Walker vs. Cochran and a.

Where, in the absence of an individual, a member of his family gives in his invoice, on the application of the selectmen, and it is received without objection, they cannot doom, as in case of neglect to give in an invoice, without notice that the invoice so given in is not satisfactory.

The clause in the statute authorizing the court of common pleas to abate taxes upon (t such articles and matters as the selectmen having the power of valuing shall in the judgment of the court have overvalued,” does not apply in a case where the selectmen have wrongfully doomed an individual, and assessed him for property which he does not possess.

Where the selectmen without right doom a person who is liableto taxation, and he is compelled, by a seizure of his property, to pay the tax, he may have a remedy in case, or trespass, at his election.

Trespass for taking and converting certain goods and chattels of the plaintiff.
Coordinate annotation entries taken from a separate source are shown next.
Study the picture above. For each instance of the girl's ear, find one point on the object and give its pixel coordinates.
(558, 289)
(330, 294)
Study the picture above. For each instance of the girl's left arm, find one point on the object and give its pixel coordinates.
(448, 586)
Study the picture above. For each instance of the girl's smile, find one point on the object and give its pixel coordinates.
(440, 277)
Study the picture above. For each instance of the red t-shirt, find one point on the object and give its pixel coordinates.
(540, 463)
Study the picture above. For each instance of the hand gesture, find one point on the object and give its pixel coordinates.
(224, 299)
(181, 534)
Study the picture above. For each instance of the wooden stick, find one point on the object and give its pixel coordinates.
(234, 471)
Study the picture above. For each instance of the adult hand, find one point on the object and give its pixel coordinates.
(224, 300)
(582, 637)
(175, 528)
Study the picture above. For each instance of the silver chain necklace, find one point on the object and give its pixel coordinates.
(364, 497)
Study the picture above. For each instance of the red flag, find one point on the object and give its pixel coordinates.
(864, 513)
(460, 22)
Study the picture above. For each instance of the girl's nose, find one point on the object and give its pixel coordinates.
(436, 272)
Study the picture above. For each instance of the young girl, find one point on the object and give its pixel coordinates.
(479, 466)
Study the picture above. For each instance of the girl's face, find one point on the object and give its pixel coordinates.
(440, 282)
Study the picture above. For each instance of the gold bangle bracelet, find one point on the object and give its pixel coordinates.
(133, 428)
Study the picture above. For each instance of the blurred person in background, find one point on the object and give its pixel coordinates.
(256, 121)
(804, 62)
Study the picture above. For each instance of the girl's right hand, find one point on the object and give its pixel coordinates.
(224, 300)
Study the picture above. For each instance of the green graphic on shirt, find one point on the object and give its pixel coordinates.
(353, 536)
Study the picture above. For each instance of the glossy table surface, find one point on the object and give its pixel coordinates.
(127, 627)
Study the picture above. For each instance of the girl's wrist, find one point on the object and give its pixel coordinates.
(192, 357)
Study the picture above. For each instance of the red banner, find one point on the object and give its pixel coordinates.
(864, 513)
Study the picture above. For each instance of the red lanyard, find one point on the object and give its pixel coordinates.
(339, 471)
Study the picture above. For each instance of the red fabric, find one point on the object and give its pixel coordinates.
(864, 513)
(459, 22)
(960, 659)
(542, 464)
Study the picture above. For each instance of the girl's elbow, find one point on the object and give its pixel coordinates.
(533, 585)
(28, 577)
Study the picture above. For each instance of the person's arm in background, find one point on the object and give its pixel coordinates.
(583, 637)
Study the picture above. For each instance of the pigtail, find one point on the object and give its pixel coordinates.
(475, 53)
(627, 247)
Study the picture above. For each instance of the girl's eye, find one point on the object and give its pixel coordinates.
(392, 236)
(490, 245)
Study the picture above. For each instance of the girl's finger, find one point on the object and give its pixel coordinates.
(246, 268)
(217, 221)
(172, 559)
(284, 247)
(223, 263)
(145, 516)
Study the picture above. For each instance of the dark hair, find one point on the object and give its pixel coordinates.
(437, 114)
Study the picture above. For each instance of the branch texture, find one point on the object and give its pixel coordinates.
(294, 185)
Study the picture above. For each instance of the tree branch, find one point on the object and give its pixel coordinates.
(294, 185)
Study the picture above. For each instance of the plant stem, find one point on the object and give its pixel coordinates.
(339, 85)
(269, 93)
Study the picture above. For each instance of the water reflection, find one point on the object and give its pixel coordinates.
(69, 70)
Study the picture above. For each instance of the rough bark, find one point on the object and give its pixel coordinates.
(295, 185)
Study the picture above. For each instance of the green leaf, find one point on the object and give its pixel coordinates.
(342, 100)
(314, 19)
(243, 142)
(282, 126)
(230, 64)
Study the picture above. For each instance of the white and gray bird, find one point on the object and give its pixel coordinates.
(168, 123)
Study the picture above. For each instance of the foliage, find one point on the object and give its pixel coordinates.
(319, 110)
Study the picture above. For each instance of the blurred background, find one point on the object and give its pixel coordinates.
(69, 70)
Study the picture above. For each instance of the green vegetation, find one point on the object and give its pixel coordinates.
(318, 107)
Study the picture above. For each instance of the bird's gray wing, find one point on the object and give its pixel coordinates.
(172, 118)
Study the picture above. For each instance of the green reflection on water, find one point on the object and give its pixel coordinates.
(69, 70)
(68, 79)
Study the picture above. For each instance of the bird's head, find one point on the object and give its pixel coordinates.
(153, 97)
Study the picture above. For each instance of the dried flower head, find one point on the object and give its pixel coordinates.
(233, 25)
The defendants pleaded the general issue, and filed a brief statement, setting forth that as selectmen and assessors of New-Boston, they assessed the plaintiff in the taxes of the town for the year 1830, and that the goods were taken as a distress for the non-payment of said taxes.
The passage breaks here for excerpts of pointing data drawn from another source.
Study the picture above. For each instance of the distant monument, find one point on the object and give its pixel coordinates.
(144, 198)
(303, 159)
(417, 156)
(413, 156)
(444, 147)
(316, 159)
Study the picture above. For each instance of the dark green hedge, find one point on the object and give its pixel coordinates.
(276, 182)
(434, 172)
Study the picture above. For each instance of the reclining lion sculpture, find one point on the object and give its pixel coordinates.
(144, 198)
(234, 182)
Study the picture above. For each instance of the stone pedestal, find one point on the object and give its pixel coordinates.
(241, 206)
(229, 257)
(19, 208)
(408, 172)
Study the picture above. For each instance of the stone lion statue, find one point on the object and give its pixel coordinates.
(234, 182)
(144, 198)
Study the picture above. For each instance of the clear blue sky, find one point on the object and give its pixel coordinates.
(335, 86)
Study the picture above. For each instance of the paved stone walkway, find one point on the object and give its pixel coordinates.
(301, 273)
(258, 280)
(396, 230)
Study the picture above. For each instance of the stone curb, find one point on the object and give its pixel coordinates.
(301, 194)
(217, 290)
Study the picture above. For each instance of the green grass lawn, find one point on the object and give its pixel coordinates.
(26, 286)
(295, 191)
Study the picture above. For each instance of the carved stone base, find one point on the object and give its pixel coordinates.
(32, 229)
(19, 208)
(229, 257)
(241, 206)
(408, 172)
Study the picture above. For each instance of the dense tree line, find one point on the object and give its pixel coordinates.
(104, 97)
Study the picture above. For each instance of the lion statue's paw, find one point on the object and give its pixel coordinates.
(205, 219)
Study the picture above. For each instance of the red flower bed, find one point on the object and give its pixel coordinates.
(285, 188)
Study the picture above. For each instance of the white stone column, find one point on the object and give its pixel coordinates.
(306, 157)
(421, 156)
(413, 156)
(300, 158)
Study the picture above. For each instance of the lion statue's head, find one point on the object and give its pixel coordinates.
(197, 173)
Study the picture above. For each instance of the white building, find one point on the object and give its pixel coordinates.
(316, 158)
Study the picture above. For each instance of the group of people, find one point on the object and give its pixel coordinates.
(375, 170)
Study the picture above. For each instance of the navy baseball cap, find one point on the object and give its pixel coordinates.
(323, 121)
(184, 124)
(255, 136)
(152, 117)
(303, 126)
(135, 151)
At the trial, in the common pleas, it appeared in evidence, that on the second day of April, 1830, the defendants called at the house of the plaintiff, in his absence, and that on inquiry for his invoice a member of his family gave in, among other stock, one cow, and two heifers three years old. The defendants taxed the plaintiff for two cows and two heifers, and on the trial offered evidence tending to prove that the plaintiff had two cows and two heifers, or that one of the creatures which the plaintiff alleged was a heifer three years old, had been wintered four winters.

The defendants also contended that if said heifer had been wintered three winters only, yet if they supposed at the time that she had been wintered four winters, and thereupon invoiced her as a cow, it was a case of over-valuation, for which this action could not be sustained. The court overruled the objection, and instructed the jury that if the defendants taxed the plaintiff for two cows, when but one was given in, and when in fact the plaintiff had but one, it was taxing the plaintiff for property he did not possess, and for such illegal taxation this action might be maintained, even if the defendants supposed that one of the heifers had been wintered four winters.
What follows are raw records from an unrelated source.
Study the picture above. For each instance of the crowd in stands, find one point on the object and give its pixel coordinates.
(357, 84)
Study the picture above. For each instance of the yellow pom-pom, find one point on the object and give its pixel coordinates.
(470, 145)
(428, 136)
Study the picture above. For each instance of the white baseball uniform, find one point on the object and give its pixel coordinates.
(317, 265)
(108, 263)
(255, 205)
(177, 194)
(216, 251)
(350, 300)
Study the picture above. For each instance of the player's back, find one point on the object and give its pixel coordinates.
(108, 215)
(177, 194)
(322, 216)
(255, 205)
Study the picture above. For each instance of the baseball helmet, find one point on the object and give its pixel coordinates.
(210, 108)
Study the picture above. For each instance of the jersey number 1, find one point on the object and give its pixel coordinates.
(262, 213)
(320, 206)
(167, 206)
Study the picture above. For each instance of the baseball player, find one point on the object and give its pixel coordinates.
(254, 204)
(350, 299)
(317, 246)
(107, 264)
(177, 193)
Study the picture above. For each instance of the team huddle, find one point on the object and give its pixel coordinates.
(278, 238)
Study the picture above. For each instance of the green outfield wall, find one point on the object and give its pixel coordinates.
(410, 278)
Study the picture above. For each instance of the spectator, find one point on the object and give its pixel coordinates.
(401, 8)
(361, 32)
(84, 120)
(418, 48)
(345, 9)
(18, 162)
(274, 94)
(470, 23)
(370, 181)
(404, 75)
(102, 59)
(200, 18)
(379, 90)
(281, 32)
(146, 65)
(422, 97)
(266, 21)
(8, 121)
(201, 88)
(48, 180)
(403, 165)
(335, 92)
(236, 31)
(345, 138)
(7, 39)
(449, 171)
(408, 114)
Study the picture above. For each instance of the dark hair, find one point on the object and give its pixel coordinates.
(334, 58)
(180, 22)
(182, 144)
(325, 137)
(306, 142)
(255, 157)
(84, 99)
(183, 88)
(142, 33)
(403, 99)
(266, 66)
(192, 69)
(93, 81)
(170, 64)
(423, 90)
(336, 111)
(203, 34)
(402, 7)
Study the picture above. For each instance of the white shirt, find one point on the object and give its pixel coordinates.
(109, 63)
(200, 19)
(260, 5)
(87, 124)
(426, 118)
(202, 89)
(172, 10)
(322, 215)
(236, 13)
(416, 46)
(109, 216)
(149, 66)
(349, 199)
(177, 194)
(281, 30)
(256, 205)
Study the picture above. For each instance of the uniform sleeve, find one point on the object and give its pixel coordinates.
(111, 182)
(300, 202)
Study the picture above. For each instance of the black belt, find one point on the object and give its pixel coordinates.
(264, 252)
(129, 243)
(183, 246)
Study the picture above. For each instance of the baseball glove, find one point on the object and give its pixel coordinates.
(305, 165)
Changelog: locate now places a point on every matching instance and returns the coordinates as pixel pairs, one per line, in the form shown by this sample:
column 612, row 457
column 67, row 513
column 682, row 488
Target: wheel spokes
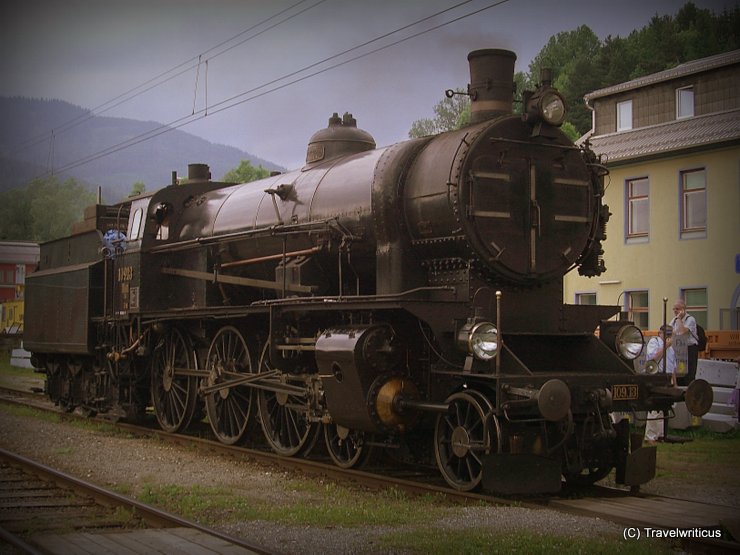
column 173, row 396
column 228, row 408
column 461, row 438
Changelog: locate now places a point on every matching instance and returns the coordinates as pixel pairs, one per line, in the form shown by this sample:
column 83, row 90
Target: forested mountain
column 27, row 150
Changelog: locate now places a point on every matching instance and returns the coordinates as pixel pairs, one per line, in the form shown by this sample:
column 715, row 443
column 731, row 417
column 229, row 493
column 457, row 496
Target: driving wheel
column 228, row 407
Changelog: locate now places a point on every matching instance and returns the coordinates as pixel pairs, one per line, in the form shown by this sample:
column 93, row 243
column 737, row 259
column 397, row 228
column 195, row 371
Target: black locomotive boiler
column 406, row 297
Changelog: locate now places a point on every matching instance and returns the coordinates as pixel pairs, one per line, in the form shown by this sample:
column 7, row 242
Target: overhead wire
column 164, row 77
column 237, row 100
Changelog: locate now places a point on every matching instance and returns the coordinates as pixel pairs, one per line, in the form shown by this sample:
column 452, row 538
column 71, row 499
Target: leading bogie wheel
column 174, row 392
column 229, row 407
column 462, row 437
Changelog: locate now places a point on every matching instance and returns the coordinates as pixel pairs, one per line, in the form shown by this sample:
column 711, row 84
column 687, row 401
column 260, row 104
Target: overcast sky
column 88, row 52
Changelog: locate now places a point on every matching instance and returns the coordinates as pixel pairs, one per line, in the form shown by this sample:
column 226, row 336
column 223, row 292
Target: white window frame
column 641, row 310
column 633, row 200
column 699, row 311
column 692, row 198
column 624, row 115
column 685, row 102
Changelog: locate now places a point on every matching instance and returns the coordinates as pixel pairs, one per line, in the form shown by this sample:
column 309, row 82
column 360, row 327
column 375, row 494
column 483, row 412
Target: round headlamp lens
column 629, row 342
column 553, row 108
column 483, row 341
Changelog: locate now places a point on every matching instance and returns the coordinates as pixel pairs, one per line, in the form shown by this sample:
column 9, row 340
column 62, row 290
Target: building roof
column 674, row 136
column 682, row 70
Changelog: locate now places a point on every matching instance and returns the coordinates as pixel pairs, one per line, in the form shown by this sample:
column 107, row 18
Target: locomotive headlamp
column 479, row 339
column 629, row 342
column 624, row 338
column 552, row 108
column 546, row 105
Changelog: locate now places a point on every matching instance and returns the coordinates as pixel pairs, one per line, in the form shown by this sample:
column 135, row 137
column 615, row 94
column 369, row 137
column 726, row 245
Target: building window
column 624, row 115
column 586, row 298
column 134, row 231
column 684, row 102
column 694, row 203
column 696, row 304
column 638, row 208
column 637, row 308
The jury having returned a verdict for the plaintiff, the defendants* excepted to the foregoing directions, and moved for a new trial.

Farley and Dodge, for the defendants.

1. No citizen can maintain an action against the selectmen for any injury by him sustained by over-taxation in consequence of an over-valuation of any property which they have the power of valuing to him.

When any new right is created by statute, which at the same time provides a remedy for any infringement of it, that remedy must be pursued, and no other. 3 Mass. 309; 6 Mass. 44; 6 Pick. 100; 4 N. II. Rep. 527 \ I N. H. R. 339; 5 Pick. 292: 12 Mass. 466: 11 Mass. 364. The right of the selectmen to assess taxes is undoubtedly wholly founded on statute. The statute of 1827, which authorizes the assessment, has provided a cheap, easy and convenient mode of redress in all cases of over-taxation. The 14th section of the act (N. H. Laics 559) authorizes and empowers, the selectmen to abate in all cases, provided sufficient cause is shown, and grants an appellate jurisdiction to the common pleas in all cases of over-valuation of such articles and matters as the selectmen have the power of valuing. Here is an adequate and complete remedy provided by statute. This remedy is not against the selectmen. Of course they are not liable, at least if they had the power of valuing the creature in question; and it is contended they had, for,

2. If the defendants after due inquiry were satisfied that the plaintiff had two cows, though in fact he had but one, or if thry were satisfied that one creature taxed as a cow had. been wintered four winters, though in fact it had been but three, in either case they had the power of valuing two cows to him.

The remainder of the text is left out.